His tragic death triggered a youthful obsession to know everything about him in the way that young people can become overly enthusiastic about athletes or musicians. Coffee table books about his life, presidency and the assassination, were everywhere and gave me all I needed to pore over and create a portrait of a great man who was cut down in his prime. He became a hero to me as much for what he could have done as for what he had actually accomplished.
I drew his picture everywhere. I even became a decent portrait artist from penciling images of our 35th President. John Kennedy became the man, in my mind, that every man should look like and I looked for similarities in my father.
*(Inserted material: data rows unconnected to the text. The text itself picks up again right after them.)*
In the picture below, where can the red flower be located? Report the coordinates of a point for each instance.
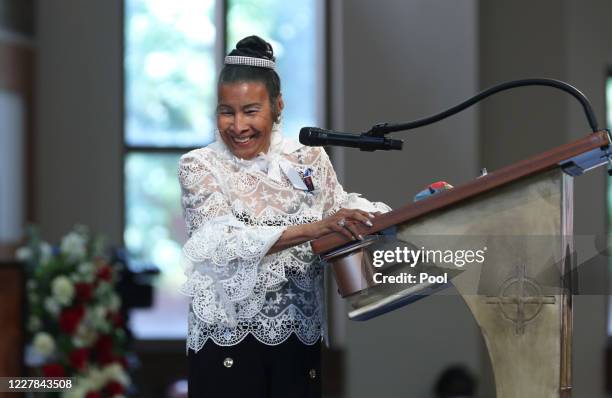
(53, 370)
(123, 362)
(104, 349)
(70, 318)
(115, 318)
(114, 388)
(78, 358)
(84, 291)
(105, 273)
I played my parents Vaughn Meader records and perfected the Bostonian accent. I even built a model of PT 109 and sawed it in two so that I could re-create Kennedy’s heroism at sea, in my bathtub.
As I grew older and studied history, at first because of the requirements of school, but later out of personal interest, I realized that Kennedy’s presidency wasn’t a complete success. It was, in fact, a work in progress and a process of learning that never realized its potential. The Bay of Pigs revealed Kennedy’s lack of experience in foreign affairs, but the Cuban Missile Crisis showed the world how much political savvy he had acquired in a very short time. More enduring is what his successor, Lyndon Johnson, passed as Kennedy’s civil rights legislation, as well as Kennedy’s tax reforms.
As I learned about Kennedy’s indiscretions and about his father’s manipulation of the stock market (as well as his mistresses) a more complex and troubling portrait emerged of the Kennedy legacy, but I’ve never wavered from my foundational belief that John Kennedy was a good man with a compassionate heart and could have set America on a better path than what followed. Regardless of Joe Kennedy’s less than ethical rise to wealth and power, he instilled in his children civic duty along with respect for education and to advance the tenets of a free and democratic Republic.
Politics did not become my calling, but I keep them close. I write about government policy and I actively attempt to be part of the informed electorate, engaging in the debates that can move us forward. It was Kennedy who inspired me to be involved and that it is the responsibility of the citizens of a free Republic to engage and to defend the principles of equality.
Kennedy’s story also illustrates that we may stumble along the way, but when our aim is true, we can do great things together to move our planet toward a more cooperative and peaceful existence. His legacy, flaws and all, inspired a lot of people to serve our country and to uphold the humanitarian principles of a great and free society.
“Ask not what your country can do for you; ask what you can do for your country.”